1 Maar Jakob woonde in het land waar zijn vader ook als vreemdeling had gewoond, in Kanaän.
2 Dit is de geschiedenis van Jakob [ en zijn familie ]. Toen Jozef 17 jaar was (hij was dus nog jong) ging hij altijd met zijn broers de schapen hoeden. Die broers waren de zonen van Bilha en Zilpa, de bijvrouwen van zijn vader. En Jozef bracht zijn vader slechte berichten over zijn broers.
3 Israël hield meer van Jozef dan van al zijn andere zonen, omdat Jozef geboren was toen Israël al oud was.
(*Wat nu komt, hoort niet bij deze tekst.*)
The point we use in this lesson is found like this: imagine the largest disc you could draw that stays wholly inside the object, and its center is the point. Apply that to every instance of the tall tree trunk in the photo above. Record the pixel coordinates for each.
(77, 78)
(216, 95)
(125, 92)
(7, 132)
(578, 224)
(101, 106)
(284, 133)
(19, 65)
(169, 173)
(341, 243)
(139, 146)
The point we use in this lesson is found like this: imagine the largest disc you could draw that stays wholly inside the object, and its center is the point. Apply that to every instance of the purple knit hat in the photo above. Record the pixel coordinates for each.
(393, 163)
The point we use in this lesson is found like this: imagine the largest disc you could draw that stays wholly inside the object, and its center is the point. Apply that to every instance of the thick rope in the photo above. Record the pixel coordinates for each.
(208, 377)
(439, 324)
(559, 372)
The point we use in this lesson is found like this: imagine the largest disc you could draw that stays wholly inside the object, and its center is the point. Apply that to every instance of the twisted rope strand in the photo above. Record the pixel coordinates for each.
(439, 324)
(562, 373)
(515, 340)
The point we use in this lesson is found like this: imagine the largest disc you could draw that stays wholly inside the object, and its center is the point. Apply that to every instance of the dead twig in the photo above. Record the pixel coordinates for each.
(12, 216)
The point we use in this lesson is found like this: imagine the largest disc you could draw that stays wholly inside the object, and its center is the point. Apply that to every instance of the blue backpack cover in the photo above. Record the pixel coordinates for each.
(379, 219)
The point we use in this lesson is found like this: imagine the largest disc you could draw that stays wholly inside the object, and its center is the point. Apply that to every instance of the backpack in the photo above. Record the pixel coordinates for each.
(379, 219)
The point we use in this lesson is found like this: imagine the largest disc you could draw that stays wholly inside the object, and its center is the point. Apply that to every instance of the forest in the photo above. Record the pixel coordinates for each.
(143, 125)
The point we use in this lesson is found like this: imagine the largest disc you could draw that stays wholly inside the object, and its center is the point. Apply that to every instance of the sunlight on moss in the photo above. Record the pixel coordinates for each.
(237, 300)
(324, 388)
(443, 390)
Daarom gaf hij hem een mooie mantel met meerdere kleuren.
4 Toen zijn broers zagen dat hun vader meer van Jozef hield dan van hen, haatten ze hem. Ze konden niet meer vriendelijk tegen hem doen.
5 Op een keer had Jozef een droom. Hij vertelde die droom aan zijn broers. Toen haatten ze hem nog meer.
6 Want hij vertelde: "Luister eens naar wat ik heb gedroomd!
7 We waren in het veld bezig om het graan tot bossen te binden. Toen ging mijn bos graan overeind staan en blééf overeind staan. En die van jullie gingen er omheen staan en bogen voor míjn bos."